The UK's Faster Payments service has had a successful start among the founding clearing banks since its launch last May but adoption of the system by other financial institutions has been disappointing, according to a survey from MPI Europe.
A phased roll out of the system, which is designed to provide customers with near real-time transfer of phone, Internet and standing order payment instructions, began in May after a six month delay.
The survey reveals that since launch the 13 main clearing banks - including Barclays, Citi, HSBC, Lloyds TSB, RBS and A&L - have achieved their targets in terms of a base implementation of the system, with large volumes of payments being processed and successfully flowing through the central infrastructure provided by Vocalink.
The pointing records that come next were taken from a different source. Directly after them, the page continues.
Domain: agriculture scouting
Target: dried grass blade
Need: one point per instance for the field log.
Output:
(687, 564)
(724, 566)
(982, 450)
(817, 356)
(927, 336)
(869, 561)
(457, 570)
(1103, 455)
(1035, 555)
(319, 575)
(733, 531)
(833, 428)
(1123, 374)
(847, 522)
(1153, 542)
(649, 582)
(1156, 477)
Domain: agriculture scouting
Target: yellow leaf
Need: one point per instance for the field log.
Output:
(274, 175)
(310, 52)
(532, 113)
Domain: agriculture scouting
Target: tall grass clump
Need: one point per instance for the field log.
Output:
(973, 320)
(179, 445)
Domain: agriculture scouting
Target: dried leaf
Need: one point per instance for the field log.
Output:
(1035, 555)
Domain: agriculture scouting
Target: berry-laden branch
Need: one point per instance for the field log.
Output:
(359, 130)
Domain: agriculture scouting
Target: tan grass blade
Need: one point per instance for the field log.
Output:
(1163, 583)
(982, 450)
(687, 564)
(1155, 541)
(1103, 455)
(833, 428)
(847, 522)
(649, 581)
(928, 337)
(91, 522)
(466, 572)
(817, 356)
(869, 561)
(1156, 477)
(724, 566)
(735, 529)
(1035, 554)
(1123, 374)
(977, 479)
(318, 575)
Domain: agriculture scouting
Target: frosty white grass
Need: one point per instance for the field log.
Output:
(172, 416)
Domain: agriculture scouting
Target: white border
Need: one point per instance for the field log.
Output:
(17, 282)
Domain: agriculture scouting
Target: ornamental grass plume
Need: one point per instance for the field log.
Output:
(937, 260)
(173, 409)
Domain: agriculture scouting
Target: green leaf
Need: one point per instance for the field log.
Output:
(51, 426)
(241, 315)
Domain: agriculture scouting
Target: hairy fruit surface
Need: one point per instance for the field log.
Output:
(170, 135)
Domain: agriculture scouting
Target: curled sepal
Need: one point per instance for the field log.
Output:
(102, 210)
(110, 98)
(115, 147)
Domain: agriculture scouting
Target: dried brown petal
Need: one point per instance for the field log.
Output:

Payments association Apacs has claimed the service is a huge success, processing over 63 million payments, to a value of over £26 billion, during the first six months of operation. By December around two-thirds of phone and Internet payments were being processed through the service, although still less than half of all standing orders.
But the MPI survey suggests take-up among non-clearing banks is less impressive, with 35% of those questioned still unable to receive Faster Payments, hampering wider adoption.
In addition, MPI says the very speed of the Faster Payments process is posing serious security and fraud questions which need to be addressed.
"Some banks have had to put in place temporary measures to address these issues. Addressing them on a more universal and permanent basis is one of the main tasks in this area for 2009," says John Cant, managing director, MPI Europe."